Notwithstanding the foregoing, Affiliate acknowledges and agrees that Microsoft,
and any supplier of third-party supplier that is identified as a third-party beneficiary
in the Service Description, is an intended third-party beneficiary of the provisions
set forth in this Agreement as they relate specifically to its products or services
and shall have the right to enforce directly the terms and conditions of this Agreement
with respect to its products or services against Affiliate as if it were a party
to this Agreement.
n. Government Regulations. Affiliate may not export, re-export, transfer
or make available, whether directly or indirectly, any regulated item or information
to anyone outside the United States in connection with this Agreement without first
complying with all export control laws and regulations which may be imposed by the
United States government and any country or organization of nations within whose
jurisdiction Affiliate operates or does business.

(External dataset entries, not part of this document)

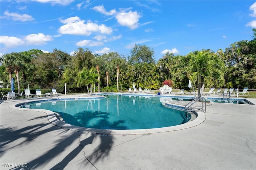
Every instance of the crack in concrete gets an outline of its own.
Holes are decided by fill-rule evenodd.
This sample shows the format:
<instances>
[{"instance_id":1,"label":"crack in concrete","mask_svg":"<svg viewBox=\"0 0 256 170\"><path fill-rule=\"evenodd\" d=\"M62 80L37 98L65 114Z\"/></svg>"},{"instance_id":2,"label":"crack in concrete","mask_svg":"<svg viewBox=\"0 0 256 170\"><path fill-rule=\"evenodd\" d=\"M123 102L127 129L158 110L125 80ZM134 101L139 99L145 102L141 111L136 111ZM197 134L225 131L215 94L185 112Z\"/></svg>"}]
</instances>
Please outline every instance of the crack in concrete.
<instances>
[{"instance_id":1,"label":"crack in concrete","mask_svg":"<svg viewBox=\"0 0 256 170\"><path fill-rule=\"evenodd\" d=\"M83 152L84 152L84 158L85 158L86 160L87 160L87 161L88 161L88 162L90 162L90 163L91 164L92 164L92 165L96 169L98 170L98 168L96 168L96 167L94 166L94 165L93 164L91 161L90 161L90 160L89 160L88 159L88 158L87 158L87 157L86 157L86 154L85 154L85 152L84 152L84 147L81 144L81 143L80 142L80 141L81 141L81 136L80 136L82 133L83 133L81 132L80 133L80 134L79 134L79 135L78 135L78 138L79 138L79 140L78 141L78 145L79 145L79 146L82 148L82 150L83 151Z\"/></svg>"},{"instance_id":2,"label":"crack in concrete","mask_svg":"<svg viewBox=\"0 0 256 170\"><path fill-rule=\"evenodd\" d=\"M246 141L246 142L245 144L246 145L246 146L247 146L247 147L249 148L249 149L251 150L252 151L252 152L253 153L256 154L256 153L255 153L255 152L254 150L253 150L252 149L250 148L250 146L249 146L249 145L248 144L248 142L250 142L250 141L249 140L249 139L247 139L247 141Z\"/></svg>"}]
</instances>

o. Marketing. Affiliate agrees that during the term of this Agreement
Company may publicly refer to Affiliate, orally and in writing, as an Affiliate
partner of Company. Any other public reference to Affiliate by Company requires
the written consent of Affiliate.
p. Telephone Monitoring. To ensure Company’s customers receive
quality service, Company randomly selects phone calls for monitoring. These
calls, between Company’s customers and employees, are evaluated by supervisors.

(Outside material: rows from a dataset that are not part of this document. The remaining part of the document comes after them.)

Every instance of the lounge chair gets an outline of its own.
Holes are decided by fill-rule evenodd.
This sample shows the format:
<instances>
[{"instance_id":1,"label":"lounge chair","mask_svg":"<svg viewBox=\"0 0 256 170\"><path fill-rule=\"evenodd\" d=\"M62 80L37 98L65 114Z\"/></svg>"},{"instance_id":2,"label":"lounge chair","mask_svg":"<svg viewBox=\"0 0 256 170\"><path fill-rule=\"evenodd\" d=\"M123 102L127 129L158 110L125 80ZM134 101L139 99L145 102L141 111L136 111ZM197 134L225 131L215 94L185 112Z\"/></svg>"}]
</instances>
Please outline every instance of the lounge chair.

This is to guarantee that prompt, consistent assistance and accurate information
is delivered in a professional manner. Company has been properly licensed
by the Georgia Public Service Commission to use such service observing equipment.
13. International Provisions.If Affiliate maintains an office
outside the United States, conducts business with Persons other than U.S. citizens,
or at any time offers to resell Services to any Person that is not a U.S. citizen,
the following provisions will apply:
a. Affiliate will comply with all laws relating to the conduct of business practices
that prohibit any gratuities or inducements. Affiliate acknowledges that Company
is subject to certain United States laws, including but not limited to the Foreign
Corrupt Practices Act of 1977 and any amendments thereto, which apply to activities
carried out on Company's behalf outside the United States. Affiliate agrees
neither to take nor omit to take any action if such act or omission might cause
Company to be in violation of any such laws. Upon written notice from Company,
Affiliate shall provide such information as Company may reasonably consider necessary
to verify compliance by Affiliate with the provisions of this Section.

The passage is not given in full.